Having beaten Glenswilly and Kingdom Kerry Gael of London to reach this point, the Ballinderry supremo knows his side will have to up their performance level if they want to reach the final.

“The bar will have to be raised for St Vincents,” said McKinless.

“They’re a very strong side with some ex-Dublin players and some current Dublin players as well, like [Diarmuid] Connolly, [Ger] Brennan and Mossy Quinn. They’re a good side all round.

“They’ve been proving themselves, winning Dublin championships over this last number of years. They’ve lifted the bar that much more again and they’re now in an All Ireland semi-final, like ourselves. It’s all there for whoever wants it the most on the day.”

McKinless admits that the long break between games has proven difficult for his side.

“We’ve had an eight or a nine week break now from the game in London and that’s a long time to try and keep players focussed.

“After the game we took a two week break and we came back we thought things were going to be the same as they normally were.

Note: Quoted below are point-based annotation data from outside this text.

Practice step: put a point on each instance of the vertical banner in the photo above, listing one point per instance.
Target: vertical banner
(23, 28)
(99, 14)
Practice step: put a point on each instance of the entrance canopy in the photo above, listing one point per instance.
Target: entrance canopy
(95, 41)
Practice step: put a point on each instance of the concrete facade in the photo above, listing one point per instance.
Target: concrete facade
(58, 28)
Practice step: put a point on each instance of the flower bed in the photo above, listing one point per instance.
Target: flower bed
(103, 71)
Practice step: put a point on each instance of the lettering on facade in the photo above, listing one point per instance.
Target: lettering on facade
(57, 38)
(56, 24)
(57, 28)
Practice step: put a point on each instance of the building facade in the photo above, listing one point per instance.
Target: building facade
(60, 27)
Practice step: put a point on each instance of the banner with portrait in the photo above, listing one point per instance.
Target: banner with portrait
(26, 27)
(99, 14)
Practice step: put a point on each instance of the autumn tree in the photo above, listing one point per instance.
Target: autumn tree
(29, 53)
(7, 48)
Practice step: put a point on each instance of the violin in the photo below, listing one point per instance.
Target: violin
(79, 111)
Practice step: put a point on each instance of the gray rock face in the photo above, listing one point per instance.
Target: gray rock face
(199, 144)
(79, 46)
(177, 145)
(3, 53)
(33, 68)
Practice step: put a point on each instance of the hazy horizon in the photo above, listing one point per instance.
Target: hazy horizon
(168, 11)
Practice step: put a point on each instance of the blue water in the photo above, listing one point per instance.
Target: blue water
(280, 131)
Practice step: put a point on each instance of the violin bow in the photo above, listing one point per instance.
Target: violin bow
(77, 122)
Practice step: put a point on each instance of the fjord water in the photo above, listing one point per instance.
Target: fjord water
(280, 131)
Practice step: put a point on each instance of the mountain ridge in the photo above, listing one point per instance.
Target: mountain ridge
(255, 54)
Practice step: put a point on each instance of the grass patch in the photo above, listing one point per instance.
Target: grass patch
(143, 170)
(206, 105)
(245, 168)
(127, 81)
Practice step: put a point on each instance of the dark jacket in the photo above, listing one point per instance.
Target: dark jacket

“We’ve had things after Christmas, things that we didn’t expect. We’re over that there and over the last four or five weeks things have been going well.”

The Ballinderry manager was delighted to have finally gotten this far but now he’s hoping his players can push on.

“It was our third time in an Ulster final and for the players themselves it was nice to win it.

“We’ve been there the last three years and won three Derry championships over the last three years, so it was nice to win it for the players, they put in an awful lot of hard work.

“A lot of people turn up on a championship day, go home and have a cup of tea in the evening.

“But we’re out here three nights a week putting in a lot of hard work. They deserve what they’ve got so far and now we can push on.”